Raif observó mientras su tío encendía el fuego cerca de la entrada de la tienda. No valía la pena volver a hacer la pregunta, pues Angus Lok no había dicho nada que no quisiera decir. Sabía más cosas sobre la guerra que se aproximaba, eso era seguro, pero no hablaría de ello hasta que no lo considerara apropiado. Acercándose las manos a la cara, el joven sopló sobre sus helados y doloridos dedos. Había oscurecido por completo hacía ya varias horas, pero seguía teniendo buen cuidado de no volver la mirada al norte. El clan había quedado atrás, y así era como debía ser.

Al cabo de un rato, se dirigió a la tienda. Mientras se arrastraba hacia el interior a través del faldón, sintió cómo los puntos de su pecho tiraban de la piel, y necesitó unos instantes para sobreponerse al dolor. Se quitó las ropas de hule y se instaló con cuidado entre las mantas y pieles de alce. No sentía deseos de comer, ni tampoco calor o frío, y acomodó el cuerpo en la posición que le provocaba menos dolor y aguardó a que llegara el sueño.

«Los Granizo Negro lucharán solos».

No descansó de un modo placentero, pero durmió.

A la mañana siguiente, cuando despertó y gateó fuera de la tienda para atender sus necesidades, vislumbró un nuevo paisaje más abajo de la elevación meridional. Un enorme y en parte congelado lago se extendía en la distancia hasta donde alcanzaba la vista. La orilla aparecía gris debido al hielo sucio; sin embargo, el centro era negro, oleoso y humeaba por el vapor desprendido por la escarcha.

—El Rebosadero Negro —murmuró Angus, yendo a colocarse junto a Raif—, el lago más profundo de los territorios. Ile Espadón reclama como suya la orilla este. Bordearemos la orilla oeste, en dirección a las cordilleras.
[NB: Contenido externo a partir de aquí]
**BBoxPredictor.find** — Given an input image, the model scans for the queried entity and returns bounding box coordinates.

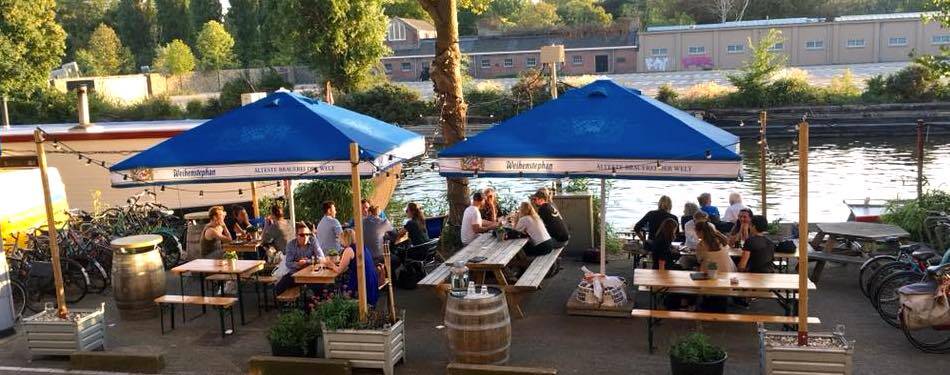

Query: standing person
[696,223,736,272]
[462,191,498,245]
[201,206,232,259]
[515,202,554,256]
[274,223,329,294]
[398,202,429,246]
[633,195,679,243]
[649,218,679,270]
[479,187,498,222]
[363,206,393,263]
[531,189,571,249]
[317,201,343,250]
[738,215,775,273]
[333,229,379,305]
[696,193,721,223]
[722,193,748,223]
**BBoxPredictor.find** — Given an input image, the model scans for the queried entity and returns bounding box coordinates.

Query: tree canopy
[76,24,134,76]
[0,0,66,97]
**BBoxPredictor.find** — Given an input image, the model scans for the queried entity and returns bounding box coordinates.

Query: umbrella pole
[33,128,69,318]
[350,142,366,322]
[600,178,607,275]
[798,121,808,346]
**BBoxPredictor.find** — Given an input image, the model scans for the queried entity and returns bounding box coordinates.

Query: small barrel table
[445,288,511,365]
[110,234,165,320]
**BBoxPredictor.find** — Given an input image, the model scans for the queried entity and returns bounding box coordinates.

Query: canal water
[394,136,950,229]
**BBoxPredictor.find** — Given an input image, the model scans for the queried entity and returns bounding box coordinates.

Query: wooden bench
[445,363,557,375]
[155,294,238,337]
[808,251,867,283]
[630,309,821,353]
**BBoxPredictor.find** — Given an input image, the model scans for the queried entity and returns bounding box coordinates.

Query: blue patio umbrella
[109,90,425,318]
[439,80,741,272]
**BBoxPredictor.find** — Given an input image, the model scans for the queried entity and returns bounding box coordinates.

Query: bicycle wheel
[858,255,897,298]
[868,262,913,306]
[898,313,950,354]
[873,271,924,328]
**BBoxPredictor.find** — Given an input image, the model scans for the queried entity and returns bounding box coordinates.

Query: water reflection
[395,136,950,227]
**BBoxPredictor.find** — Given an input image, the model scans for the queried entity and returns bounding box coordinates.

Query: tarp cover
[110,91,425,187]
[439,80,741,180]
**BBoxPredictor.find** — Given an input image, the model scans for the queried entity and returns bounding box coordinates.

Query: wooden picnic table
[172,259,264,325]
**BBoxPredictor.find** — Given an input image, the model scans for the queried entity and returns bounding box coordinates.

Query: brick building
[382,18,637,81]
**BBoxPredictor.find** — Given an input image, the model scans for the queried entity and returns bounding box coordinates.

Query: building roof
[393,33,636,57]
[396,17,435,31]
[647,12,936,32]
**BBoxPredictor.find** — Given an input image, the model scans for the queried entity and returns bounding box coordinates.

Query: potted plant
[223,251,237,268]
[267,310,314,357]
[315,297,406,375]
[670,332,727,375]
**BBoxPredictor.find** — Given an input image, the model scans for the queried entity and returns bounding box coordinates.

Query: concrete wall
[637,19,950,72]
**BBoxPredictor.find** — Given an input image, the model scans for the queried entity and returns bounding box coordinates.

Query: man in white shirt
[462,192,498,245]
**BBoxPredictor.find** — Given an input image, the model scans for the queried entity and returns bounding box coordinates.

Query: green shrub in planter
[670,333,726,375]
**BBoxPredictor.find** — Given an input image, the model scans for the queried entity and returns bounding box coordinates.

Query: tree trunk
[419,0,468,225]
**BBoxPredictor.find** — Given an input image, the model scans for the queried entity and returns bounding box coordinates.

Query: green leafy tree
[56,0,117,61]
[225,0,262,67]
[76,24,134,76]
[548,0,612,26]
[188,0,224,32]
[727,29,787,106]
[155,0,193,43]
[109,0,158,67]
[0,0,66,97]
[281,0,389,91]
[195,21,234,70]
[152,39,195,75]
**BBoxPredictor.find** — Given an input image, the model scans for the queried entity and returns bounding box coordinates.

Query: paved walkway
[0,259,950,375]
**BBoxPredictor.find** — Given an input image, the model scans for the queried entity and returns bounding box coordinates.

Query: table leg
[232,274,247,326]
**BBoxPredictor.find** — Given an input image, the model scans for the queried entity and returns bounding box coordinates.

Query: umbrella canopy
[109,91,425,187]
[439,80,741,180]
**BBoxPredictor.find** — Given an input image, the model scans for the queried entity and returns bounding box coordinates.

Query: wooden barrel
[445,288,511,365]
[111,234,165,320]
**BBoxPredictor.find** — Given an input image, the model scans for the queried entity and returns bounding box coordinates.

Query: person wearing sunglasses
[274,223,326,294]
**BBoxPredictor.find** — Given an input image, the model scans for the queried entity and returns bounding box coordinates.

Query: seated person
[274,223,329,294]
[331,229,379,305]
[647,218,679,270]
[633,195,679,243]
[531,189,571,249]
[739,215,775,273]
[696,223,736,272]
[515,202,554,256]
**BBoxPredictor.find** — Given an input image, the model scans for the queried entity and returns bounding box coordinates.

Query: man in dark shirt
[738,215,775,273]
[531,190,571,249]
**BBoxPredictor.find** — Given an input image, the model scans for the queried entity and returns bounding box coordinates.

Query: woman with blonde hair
[515,202,554,256]
[334,229,379,305]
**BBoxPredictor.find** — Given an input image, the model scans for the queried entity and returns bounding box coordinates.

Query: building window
[386,22,406,40]
[887,36,907,47]
[846,39,864,48]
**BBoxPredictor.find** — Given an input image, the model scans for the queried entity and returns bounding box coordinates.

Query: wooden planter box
[22,304,106,357]
[759,330,854,375]
[323,318,406,375]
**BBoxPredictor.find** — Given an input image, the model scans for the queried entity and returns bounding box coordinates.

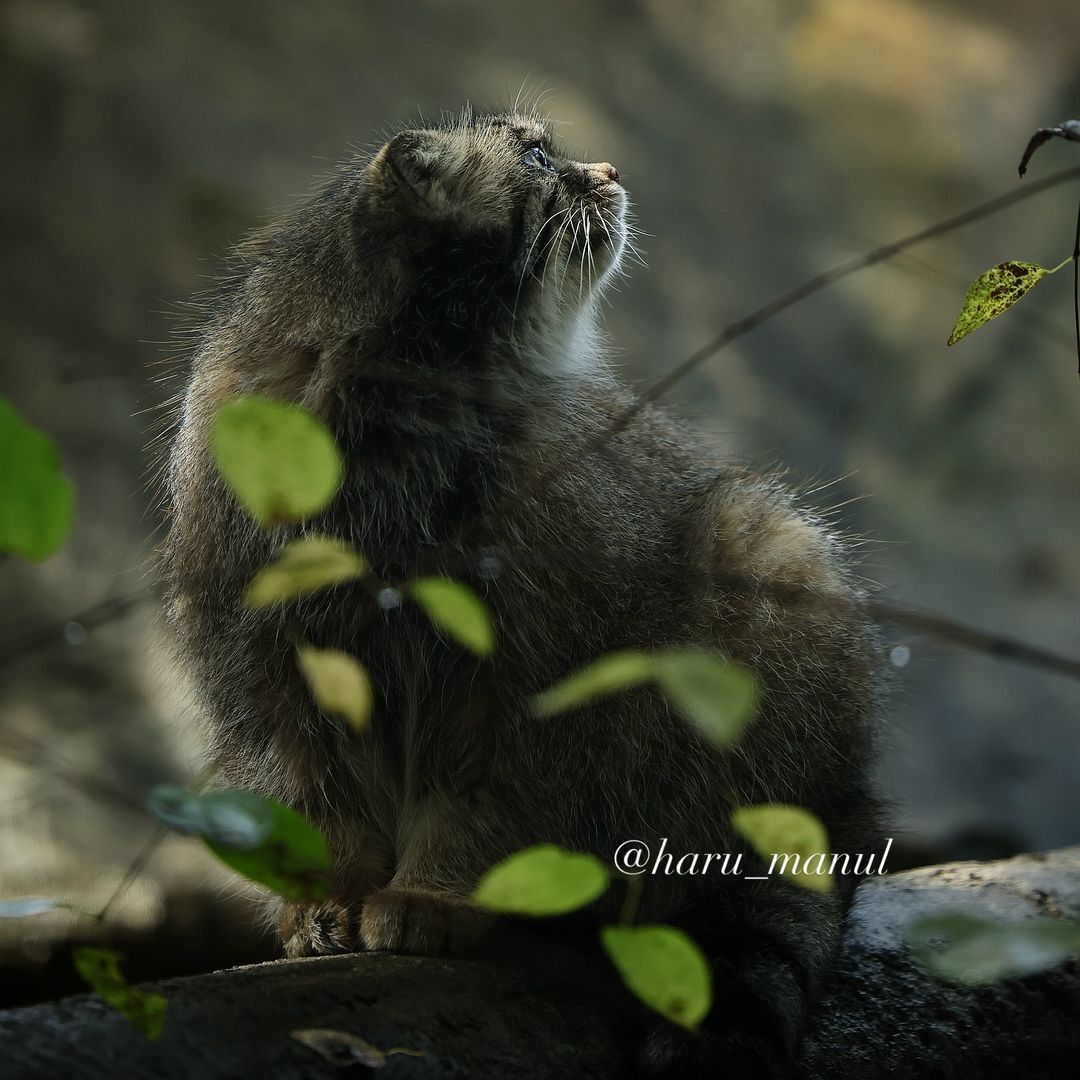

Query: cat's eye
[525,144,555,173]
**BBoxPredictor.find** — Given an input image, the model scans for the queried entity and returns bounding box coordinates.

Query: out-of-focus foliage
[0,397,75,563]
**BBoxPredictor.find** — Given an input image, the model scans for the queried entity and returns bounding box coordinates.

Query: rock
[0,848,1080,1080]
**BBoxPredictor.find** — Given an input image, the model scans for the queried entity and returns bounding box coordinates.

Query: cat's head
[364,114,626,312]
[194,112,630,400]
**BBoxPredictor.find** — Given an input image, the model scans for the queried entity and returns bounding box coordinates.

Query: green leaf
[296,645,372,731]
[473,843,608,915]
[948,259,1071,345]
[244,537,367,608]
[148,785,330,900]
[532,649,653,716]
[408,578,495,657]
[0,397,75,563]
[600,926,713,1031]
[146,784,206,834]
[731,802,833,892]
[906,912,1080,986]
[289,1027,427,1069]
[71,945,165,1039]
[653,648,757,746]
[210,395,343,527]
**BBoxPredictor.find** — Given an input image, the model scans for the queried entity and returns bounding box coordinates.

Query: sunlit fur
[165,113,878,1077]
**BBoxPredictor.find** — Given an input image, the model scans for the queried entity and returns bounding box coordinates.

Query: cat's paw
[360,889,495,956]
[278,899,364,959]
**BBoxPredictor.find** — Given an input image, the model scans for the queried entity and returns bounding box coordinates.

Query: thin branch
[867,600,1080,679]
[592,166,1080,449]
[0,586,157,670]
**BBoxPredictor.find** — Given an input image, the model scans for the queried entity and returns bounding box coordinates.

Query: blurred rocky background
[0,0,1080,1002]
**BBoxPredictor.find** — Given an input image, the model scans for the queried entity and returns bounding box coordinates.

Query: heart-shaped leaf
[653,648,757,746]
[532,649,653,716]
[296,645,372,731]
[731,802,833,892]
[600,926,713,1031]
[210,395,343,527]
[409,578,495,657]
[473,843,608,916]
[0,397,75,563]
[947,259,1070,345]
[71,945,166,1039]
[244,537,367,608]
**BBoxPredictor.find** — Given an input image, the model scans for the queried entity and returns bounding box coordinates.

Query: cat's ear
[369,131,457,217]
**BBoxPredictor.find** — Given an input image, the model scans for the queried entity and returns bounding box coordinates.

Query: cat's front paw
[278,897,364,959]
[360,889,495,956]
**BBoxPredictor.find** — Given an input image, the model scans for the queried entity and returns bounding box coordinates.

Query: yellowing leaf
[71,945,165,1039]
[210,395,343,526]
[653,648,757,746]
[905,912,1080,986]
[296,645,372,731]
[731,802,833,892]
[948,259,1070,345]
[244,537,367,608]
[409,578,495,657]
[600,926,713,1031]
[532,649,653,716]
[0,397,75,563]
[473,843,608,915]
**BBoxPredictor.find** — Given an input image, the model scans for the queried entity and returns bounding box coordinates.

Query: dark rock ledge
[0,848,1080,1080]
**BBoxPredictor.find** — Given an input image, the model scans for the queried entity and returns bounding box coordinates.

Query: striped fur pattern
[164,107,879,1077]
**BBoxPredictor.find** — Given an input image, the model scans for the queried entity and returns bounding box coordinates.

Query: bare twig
[595,166,1080,447]
[0,586,157,670]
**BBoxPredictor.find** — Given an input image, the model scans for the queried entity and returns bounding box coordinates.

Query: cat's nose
[584,161,619,188]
Raif asintió, repentinamente muy consciente de lo lejos que se hallaba de su hogar. Jamás había estado tan al sur; nunca antes había pisado una tierra que no perteneciera a un clan.

«Effie. Drey».

Bruscamente, se dio la vuelta y se marchó a dar comida y agua a Alce. Levantaron el campamento poco después, encaminándose al sudoeste, y luego al sur, en dirección a los imponentes picos de Espira Vanis. El clima se tornó más cálido, los vientos se aceleraron y nubes de tormenta empezaron a reunirse en el norte.